Dank dem EU-Corona-Wiederaufbaufonds „Next Generation EU“ schwimmt Rom bereits im Geld. Doch anstatt mit der bereits erhaltenen Rekordsumme von 190 Milliarden Euro alle geplanten Projekte – vor allem im Infrastruktur-Bereich – zu verwirklichen, schmiedet Italiens Infrastruktur-Minister Matteo Salvini bereits neue Pläne. Seine Vorhaben sind allerdings noch nicht annähernd ausfinanziert und sollen auch nicht allein mit italienischen Steuergeldern gestemmt werden. Erste Zusagen aus Brüssel hat sich der gewiefte Politiker dafür bereits geholt.

Die „Straße von Messina“ – eine ewig unvollendete Idee

Es geht um die „Straße von Messina“: eine 3,7 Kilometer lange Brücke, die Sizilien mit dem Festland verbindet. Die Idee ist uralt. Schon Ferdinand II. (1810 bis 1859), Herrscher beider Sizilien, soll Architekten mit ihrem Bau beauftragt haben. Die Umsetzung scheiterte damals – und seither immer wieder – an den zu hohen Kosten. Allein die anhaltende Debatte über Sinn und Unsinn der Brücken-Konstruktion hat in Italien in den vergangenen 40 Jahren rund 1,2 Milliarden Euro verschlungen, berichtet die „Welt“.

Als Innenminister sorgte Salvini regelmäßig für Schlagzeilen. Sein neues Zuständigkeitsgebiet Infrastruktur ist eher trocken. Nun sucht er Vorzeigeprojekte.APA/AFP/Attila KISBENEDEK

Salvini startet nun den nächsten Versuch, und konnte sich bereits Anfang Dezember von EU-Transportkommissarin Adina Valean eine Finanzierungszusage entlocken. Im Falle eines Projektvorschlags Italiens werde die EU die erste Phase der Durchführbarkeitsprüfung finanzieren. Es ist nämlich auch ein Ziel der EU-Kommission, Sizilien näher an das europäische Festland zu binden.

Es fehlen noch 400 Kilometer Eisenbahn

Einmal mehr müssten Steuerzahler in ganz Europa einspringen, damit das hochverschuldete Italien die Projekte seiner Politiker verwirklichen kann. Dabei klingt manches zurzeit eher nach einem Luftschloss: Palermo könnte dann mit dem Zug an Berlin und Amsterdam angebunden sein, meint Salvini. Alles schön gut und recht. Das Problem ist nur: Die Hochgeschwindigkeitsverbindung endet im 50 Kilometer südlich von Neapel befindlichen Salerno. Nach Reggio Calabria, wo die Brücke nach Sizilien liegen soll, fehlen immer noch satte 400 Kilometer. Darüber hinaus ist Siziliens Infrastruktur veraltet und unvollständige .
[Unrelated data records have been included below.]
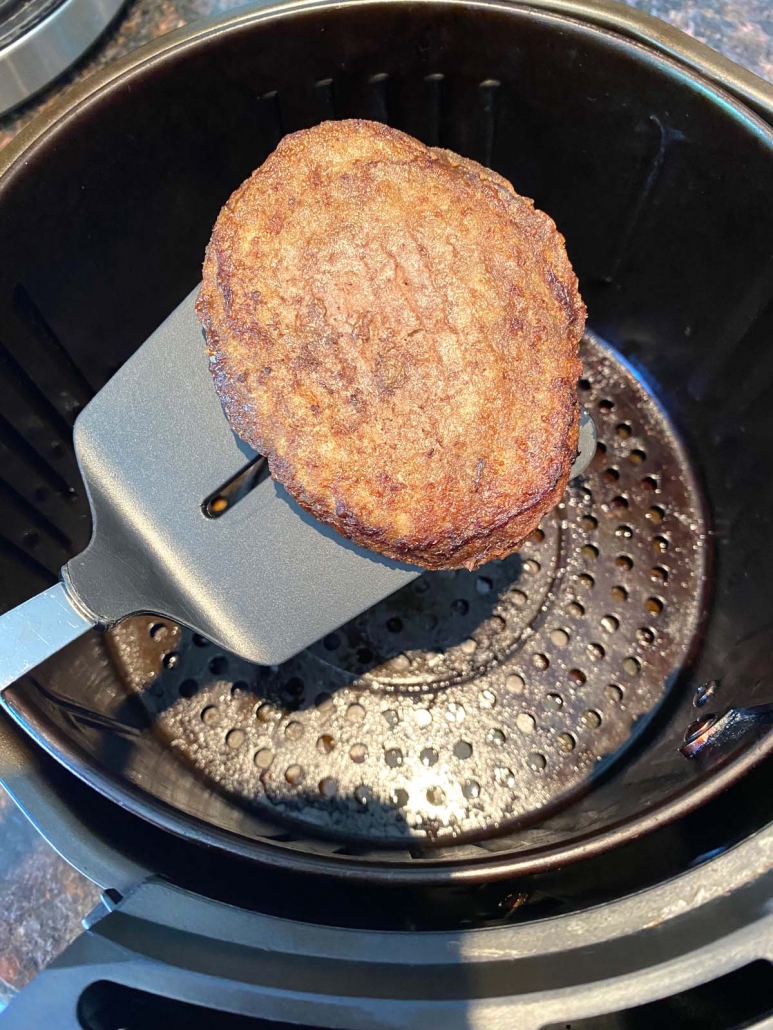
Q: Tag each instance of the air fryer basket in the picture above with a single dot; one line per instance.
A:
(622, 660)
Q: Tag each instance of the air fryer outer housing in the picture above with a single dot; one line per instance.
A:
(654, 158)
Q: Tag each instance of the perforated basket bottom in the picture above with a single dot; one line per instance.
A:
(467, 699)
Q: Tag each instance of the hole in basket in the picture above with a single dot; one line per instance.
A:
(591, 719)
(566, 742)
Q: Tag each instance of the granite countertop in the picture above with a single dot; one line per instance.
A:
(41, 898)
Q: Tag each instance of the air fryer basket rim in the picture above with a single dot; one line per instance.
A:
(614, 22)
(673, 46)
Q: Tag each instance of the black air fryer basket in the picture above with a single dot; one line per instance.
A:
(550, 711)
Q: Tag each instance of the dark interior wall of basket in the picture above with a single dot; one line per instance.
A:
(663, 196)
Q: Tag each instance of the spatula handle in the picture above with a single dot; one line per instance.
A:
(37, 629)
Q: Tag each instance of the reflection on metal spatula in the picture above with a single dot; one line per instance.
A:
(160, 461)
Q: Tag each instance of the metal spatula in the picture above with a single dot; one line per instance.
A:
(161, 462)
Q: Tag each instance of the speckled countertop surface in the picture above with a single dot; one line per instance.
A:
(41, 898)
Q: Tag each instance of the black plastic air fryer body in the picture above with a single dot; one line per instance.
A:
(656, 160)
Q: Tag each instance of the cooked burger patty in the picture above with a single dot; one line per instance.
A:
(396, 330)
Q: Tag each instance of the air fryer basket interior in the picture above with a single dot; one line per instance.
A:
(663, 190)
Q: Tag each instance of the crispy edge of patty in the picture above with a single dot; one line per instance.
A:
(472, 544)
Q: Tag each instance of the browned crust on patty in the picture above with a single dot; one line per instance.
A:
(397, 330)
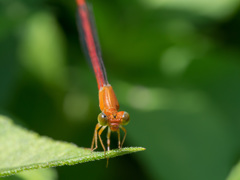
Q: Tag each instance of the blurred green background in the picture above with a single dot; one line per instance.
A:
(174, 65)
Reggio Calabria: Von dieser Stadt an der Südspitzen der italienischen Halbinsel soll die Brücke nach Sizilien führen.Fabrizio Villa/Getty Images

Diese Löcher sollen nun mit den Geldern aus dem EU-Corona-Wiederaufbaufonds gestopft werden. Doch schon dort gerät Italien bei der Umsetzung in Schwierigkeiten. Heuer hätte Italien bereits 29,4 Milliarden Euro aus dem Fonds ausgeben sollen. Das Land schaffte gerade einmal 14,4 Milliarden Euro – nicht einmal die Hälfte, und das nicht zum ersten Mal: Die italienische Verwaltung hat schon öfters dafür gesorgt, dass Projekte nicht fristgerecht verwirklicht werden.

Üppige Corona-Gelder werfen bereits Fragen auf

Darüber hinaus zeigt sich beim Corona-Fonds, was Kritiker schon zu Beginn kritisiert haben: Er hat näher besehen kaum etwas mit Corona zu tun. Die Pandemie wurde nur zum Aufhänger um die EU ein Stückchen weit in Richtung Schuldenunion zu treiben, wie mehrere Beobachter heute sagen.

Ärgerlich ist das alles für die europäischen Steuerzahler. Sie müssen dafür aufkommen, und nun womöglich auch für ein weiteres Zukunftsprojekt, das schon in der Vergangenheit nicht ohne Grund gescheitert ist. Der Ökonom Tito Boeri von der Mailänder Universität Bocconi seine Wiederbelebung für wenig sinnvoll. „Das Projekt ist ein Versprechen, das sich in Wählerstimmen auszahlt. Doch es gibt viele Studien, die belegen, dass die Kosten-Nutzen-Analyse negativ ausfällt“, sagt er gegenüber der „Welt“.